Lot 40
FRANK HANS JOHNSTON, O.S.A., A.R.C.A.
Additional Images
Provenance:
Private Collection, Toronto
Literature:
Roger Burford Mason, A Grand Eye for Glory: The Life of Franz Johnston, Dundurn Press, Toronto/Oxford, 1998, page 62.
Note:
Burford astutely notes Johnston's reputation as a painter who excelled in capturing "the elusive beauty of light effects.” Remarking on his northern paintings, Burford suggests: "Perhaps the thrill of danger and the isolation were an integral and necessary part of Johnston's heady experience of painting the northland; numerous stories circulated in the press and among Toronto's artistic community of his being lost in snow, or in impenetrable bush, or being snowed in with diminishing supplies.
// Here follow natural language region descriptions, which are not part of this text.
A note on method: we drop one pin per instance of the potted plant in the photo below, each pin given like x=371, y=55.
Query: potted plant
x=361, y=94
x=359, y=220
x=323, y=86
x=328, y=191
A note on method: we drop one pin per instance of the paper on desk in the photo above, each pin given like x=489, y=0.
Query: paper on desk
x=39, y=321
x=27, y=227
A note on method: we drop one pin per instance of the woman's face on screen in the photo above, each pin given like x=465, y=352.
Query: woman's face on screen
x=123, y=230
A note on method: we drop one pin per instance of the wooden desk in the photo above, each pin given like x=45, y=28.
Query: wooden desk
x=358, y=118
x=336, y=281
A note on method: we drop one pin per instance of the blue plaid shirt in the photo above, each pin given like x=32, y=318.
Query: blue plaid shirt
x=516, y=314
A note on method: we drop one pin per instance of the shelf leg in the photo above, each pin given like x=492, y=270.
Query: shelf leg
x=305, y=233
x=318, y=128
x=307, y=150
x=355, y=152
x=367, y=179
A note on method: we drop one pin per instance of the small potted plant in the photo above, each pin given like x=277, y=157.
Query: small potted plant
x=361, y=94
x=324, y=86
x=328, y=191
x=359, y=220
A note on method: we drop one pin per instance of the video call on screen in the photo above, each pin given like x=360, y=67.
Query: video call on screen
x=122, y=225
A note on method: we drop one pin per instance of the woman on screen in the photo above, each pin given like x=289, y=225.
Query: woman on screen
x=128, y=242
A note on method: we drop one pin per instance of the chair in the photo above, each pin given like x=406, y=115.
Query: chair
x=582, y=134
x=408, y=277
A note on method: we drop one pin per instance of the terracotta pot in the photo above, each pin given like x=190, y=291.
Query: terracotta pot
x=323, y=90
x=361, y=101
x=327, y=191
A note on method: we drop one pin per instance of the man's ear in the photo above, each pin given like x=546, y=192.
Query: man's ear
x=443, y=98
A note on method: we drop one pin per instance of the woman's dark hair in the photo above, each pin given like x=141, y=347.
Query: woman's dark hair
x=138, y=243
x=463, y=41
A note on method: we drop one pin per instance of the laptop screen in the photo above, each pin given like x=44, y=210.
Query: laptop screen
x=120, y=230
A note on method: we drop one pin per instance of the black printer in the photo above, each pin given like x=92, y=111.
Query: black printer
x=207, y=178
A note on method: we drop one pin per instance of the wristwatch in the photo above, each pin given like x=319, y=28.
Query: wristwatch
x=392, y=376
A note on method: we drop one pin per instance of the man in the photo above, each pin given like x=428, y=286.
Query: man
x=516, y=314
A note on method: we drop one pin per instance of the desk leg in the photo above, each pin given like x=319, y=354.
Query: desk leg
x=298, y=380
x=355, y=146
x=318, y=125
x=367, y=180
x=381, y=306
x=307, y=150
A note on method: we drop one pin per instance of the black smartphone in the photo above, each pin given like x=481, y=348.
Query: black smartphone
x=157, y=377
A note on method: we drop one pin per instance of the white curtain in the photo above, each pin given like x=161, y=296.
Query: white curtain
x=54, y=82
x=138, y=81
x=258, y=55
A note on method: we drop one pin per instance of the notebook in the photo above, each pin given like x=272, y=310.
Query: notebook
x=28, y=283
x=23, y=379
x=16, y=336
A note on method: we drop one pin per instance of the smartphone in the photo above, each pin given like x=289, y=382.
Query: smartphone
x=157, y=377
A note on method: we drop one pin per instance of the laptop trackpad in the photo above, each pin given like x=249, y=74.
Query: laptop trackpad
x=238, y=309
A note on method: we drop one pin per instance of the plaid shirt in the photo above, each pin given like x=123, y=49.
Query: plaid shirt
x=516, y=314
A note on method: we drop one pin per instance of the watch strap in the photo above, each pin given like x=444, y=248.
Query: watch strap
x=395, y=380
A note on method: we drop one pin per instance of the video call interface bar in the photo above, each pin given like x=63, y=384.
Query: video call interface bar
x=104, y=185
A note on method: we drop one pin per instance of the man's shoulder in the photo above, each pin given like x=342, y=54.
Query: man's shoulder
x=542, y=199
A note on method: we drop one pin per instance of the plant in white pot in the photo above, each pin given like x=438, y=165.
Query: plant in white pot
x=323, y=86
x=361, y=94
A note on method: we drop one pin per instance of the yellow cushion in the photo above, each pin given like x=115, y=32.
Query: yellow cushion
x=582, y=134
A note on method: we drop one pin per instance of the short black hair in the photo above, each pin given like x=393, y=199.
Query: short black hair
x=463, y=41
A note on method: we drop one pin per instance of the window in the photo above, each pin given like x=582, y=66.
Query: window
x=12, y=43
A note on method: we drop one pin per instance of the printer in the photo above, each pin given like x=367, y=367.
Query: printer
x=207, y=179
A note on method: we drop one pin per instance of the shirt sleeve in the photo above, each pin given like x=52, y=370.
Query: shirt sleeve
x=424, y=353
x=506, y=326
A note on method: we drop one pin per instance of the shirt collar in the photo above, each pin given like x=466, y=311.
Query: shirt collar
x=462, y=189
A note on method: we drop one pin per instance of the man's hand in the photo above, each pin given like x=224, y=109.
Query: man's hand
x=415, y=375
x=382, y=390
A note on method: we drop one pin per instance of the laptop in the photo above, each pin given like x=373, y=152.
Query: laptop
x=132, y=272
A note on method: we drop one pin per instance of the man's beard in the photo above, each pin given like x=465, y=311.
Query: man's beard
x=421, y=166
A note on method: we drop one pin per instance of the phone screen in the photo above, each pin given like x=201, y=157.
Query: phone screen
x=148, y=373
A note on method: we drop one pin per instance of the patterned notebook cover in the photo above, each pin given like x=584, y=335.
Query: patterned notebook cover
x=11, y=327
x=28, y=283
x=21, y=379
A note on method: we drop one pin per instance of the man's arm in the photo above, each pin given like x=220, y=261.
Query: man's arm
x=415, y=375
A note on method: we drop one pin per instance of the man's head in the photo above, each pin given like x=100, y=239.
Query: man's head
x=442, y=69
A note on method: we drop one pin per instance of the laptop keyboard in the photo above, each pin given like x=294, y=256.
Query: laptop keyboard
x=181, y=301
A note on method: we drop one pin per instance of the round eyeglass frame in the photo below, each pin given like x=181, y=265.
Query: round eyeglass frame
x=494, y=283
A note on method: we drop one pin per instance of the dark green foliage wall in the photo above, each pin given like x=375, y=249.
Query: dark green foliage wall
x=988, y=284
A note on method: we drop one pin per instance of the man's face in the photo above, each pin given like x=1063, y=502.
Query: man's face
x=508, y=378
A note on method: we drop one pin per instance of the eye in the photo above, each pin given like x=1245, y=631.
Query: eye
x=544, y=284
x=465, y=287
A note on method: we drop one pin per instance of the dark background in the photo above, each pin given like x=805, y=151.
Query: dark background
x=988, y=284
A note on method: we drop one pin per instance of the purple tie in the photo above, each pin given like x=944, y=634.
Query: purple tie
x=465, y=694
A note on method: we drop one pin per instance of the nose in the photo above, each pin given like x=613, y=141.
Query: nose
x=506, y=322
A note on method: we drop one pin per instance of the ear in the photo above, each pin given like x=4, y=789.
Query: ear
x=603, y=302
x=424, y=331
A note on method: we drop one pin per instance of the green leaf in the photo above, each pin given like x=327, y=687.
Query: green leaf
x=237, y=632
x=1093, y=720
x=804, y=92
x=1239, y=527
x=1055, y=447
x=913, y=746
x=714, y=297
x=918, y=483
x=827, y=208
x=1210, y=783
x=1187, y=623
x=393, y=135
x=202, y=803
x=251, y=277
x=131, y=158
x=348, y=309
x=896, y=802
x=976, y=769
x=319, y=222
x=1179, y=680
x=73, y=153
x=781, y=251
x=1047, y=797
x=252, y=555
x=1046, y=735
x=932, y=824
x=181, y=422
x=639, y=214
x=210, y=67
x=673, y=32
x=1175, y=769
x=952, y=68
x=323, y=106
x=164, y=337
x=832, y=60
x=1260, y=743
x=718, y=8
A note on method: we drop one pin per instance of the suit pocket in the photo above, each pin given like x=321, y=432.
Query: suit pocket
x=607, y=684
But whatever the case, he continued to study the nature of snow and light in painting trips in northern Quebec, and in the country around Lake Nipigon, throughout the 1930s, through which he developed his very special facility for painting the effect of light and shadow on snow, a theme which informs some of his most popular work from that period." Whether the stories of northern hardship were authentic or a clever marketing tool, paintings such as this lot, nevertheless, irrefutably exemplify Johnston's mastery of the effects of light and shadow on snow.